In the app, users have profile pages.

These are pretty simple. They are basically just like /profile?id=3 or whatever, where 3 is the user id of the user whose profile I want to see.

Does it make sense to add a url_for_profile method to the User model, or should I make a view for user profile URLs or do something else entirely?

There are a bunch of different approaches that would all work, but I'm curious as to what is considered best practice here.

Thanks for the advice!

+1  A: 

It depends on what layer is deciding what the urls are.

If the urls are defined by a model layer for some reason (client-server app that needs to reference the website occasionally), then the model objects should have methods for retrieving the profile url.

If the urls are purely a concept of the presentation layer (website where model is just serving up the user data itself), then it's a decision to be made by the controller layer. If this is the case, it might make sense to create a UrlFactory or something of the sorts where you can feed it a user id and it will generate the corresponding profile url.

Jeremy Stanley
A: 

url_for_profile is also recommended because tomorrow if you want to cache the profile and when the number of users grow enormously high then you might need to cluster your application and that time this method can be useful.

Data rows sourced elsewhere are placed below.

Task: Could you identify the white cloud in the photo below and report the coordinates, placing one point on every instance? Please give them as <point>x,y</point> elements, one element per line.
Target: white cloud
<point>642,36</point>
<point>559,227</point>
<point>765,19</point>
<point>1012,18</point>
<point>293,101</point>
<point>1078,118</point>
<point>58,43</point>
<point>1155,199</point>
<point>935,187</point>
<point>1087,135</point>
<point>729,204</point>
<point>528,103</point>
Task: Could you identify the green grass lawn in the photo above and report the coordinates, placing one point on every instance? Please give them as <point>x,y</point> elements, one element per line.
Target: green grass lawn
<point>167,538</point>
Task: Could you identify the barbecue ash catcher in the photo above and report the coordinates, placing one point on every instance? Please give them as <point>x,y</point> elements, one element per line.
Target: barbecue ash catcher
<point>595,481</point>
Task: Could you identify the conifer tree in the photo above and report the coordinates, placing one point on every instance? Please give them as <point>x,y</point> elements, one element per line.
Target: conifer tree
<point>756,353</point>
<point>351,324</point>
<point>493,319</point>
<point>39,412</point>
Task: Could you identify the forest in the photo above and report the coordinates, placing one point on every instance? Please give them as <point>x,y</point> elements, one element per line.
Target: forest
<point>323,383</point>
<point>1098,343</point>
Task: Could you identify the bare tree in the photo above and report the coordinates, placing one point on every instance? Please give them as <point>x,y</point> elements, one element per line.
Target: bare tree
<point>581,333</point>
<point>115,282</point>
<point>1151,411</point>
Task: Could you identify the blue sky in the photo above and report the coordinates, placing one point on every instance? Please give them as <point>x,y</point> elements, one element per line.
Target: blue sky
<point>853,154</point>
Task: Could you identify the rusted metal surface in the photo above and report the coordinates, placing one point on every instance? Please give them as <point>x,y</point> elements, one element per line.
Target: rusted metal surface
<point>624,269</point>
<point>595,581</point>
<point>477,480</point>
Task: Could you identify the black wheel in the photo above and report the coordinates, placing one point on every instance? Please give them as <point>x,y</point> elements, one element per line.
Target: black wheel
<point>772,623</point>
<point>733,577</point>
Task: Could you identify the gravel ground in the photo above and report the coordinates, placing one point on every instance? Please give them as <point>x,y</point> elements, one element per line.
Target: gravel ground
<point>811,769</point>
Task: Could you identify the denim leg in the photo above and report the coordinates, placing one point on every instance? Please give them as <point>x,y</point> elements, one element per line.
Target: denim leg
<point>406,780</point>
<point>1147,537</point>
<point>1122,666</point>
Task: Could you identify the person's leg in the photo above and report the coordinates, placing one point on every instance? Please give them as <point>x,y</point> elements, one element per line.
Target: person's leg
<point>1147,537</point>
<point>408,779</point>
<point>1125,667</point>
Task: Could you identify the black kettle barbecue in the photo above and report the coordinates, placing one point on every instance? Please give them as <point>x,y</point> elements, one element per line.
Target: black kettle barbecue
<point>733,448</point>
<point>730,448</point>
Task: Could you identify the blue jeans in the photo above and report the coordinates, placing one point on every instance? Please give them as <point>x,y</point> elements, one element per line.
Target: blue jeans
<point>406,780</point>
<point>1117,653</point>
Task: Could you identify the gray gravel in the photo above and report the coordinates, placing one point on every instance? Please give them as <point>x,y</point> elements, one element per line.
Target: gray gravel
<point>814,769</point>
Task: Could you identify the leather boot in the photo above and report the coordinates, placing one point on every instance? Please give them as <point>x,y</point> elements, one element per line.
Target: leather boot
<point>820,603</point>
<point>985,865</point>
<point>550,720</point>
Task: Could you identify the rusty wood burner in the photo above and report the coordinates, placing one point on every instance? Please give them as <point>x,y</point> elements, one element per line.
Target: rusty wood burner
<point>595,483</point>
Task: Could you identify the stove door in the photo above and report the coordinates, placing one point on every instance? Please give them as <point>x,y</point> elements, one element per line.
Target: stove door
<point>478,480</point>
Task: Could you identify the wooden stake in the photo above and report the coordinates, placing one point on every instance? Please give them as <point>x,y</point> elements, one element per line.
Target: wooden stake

Although you may create a different view, but addressing urls implicitly can create problems on longer run, as project and database grows, it becomes too difficult to understand and manage what is going where. So even if you are creating a new view, you still should have url_for_profile, which can be used for clustering. If you notice, every link of microsoft has this format... go.microsoft.com/linkID=XXXXXXX ,

Akash Kava
A: 

I can't see anything in your requirement that says a User needs to know what a URL is. If you implement this method, you are implying you may end up with things like Order.url_for_order or Cart.url_for_cart. If you then wanted to change the way URLs were specified, you'd have to change all the classes. It would be preferable to have all objects in your system have an ID and a View helper class which has a method such as: URLHelper.url_for_object(myobject)

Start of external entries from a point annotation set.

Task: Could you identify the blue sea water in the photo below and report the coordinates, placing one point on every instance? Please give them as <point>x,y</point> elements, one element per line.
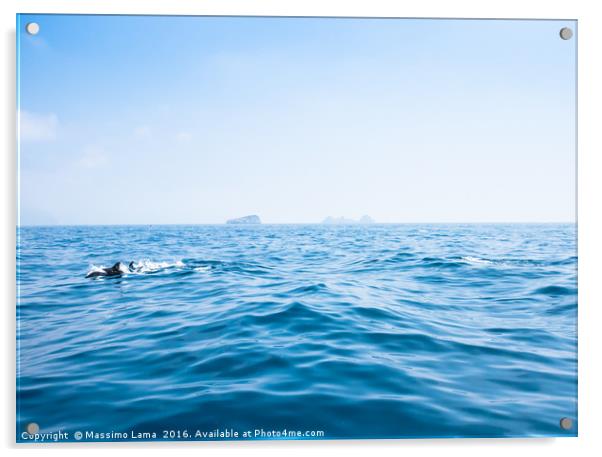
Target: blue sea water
<point>376,331</point>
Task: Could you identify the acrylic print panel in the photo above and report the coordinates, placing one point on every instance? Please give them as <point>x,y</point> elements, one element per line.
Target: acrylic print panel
<point>295,228</point>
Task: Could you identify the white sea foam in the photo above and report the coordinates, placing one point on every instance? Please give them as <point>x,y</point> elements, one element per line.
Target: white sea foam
<point>148,266</point>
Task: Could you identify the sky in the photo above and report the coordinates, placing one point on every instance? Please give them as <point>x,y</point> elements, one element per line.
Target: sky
<point>196,120</point>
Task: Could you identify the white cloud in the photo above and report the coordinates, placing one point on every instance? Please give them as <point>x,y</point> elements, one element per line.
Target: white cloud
<point>37,127</point>
<point>184,136</point>
<point>93,157</point>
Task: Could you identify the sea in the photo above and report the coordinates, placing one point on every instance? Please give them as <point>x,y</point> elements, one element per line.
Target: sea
<point>297,331</point>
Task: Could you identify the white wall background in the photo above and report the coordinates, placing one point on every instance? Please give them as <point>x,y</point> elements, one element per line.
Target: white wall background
<point>589,215</point>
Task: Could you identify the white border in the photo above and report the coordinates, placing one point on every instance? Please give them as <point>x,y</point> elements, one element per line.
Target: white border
<point>589,192</point>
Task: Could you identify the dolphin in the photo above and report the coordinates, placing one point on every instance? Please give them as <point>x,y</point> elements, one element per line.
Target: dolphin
<point>115,270</point>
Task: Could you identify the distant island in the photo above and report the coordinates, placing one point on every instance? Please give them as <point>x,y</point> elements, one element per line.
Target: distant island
<point>344,221</point>
<point>252,219</point>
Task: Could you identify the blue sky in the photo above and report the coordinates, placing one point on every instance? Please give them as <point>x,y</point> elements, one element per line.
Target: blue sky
<point>142,119</point>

What you absolutely need to do is isolate objects in your model from the plumbing of how they are located and leave the locating up to the web framework you are using. A general best practise is that every class specifies an ID and a handler in your web infrastructure depends upon the class it renders. It retrieves the class by an ID passed to it.

So you see the dependency is one way. The View class depends upon the underlying model, but the model does not depend upon how it located. If you subsequently want caching of objects, you can implement this at the view layer, again the underlying object has no knowledge or dependency on whether it is being cached.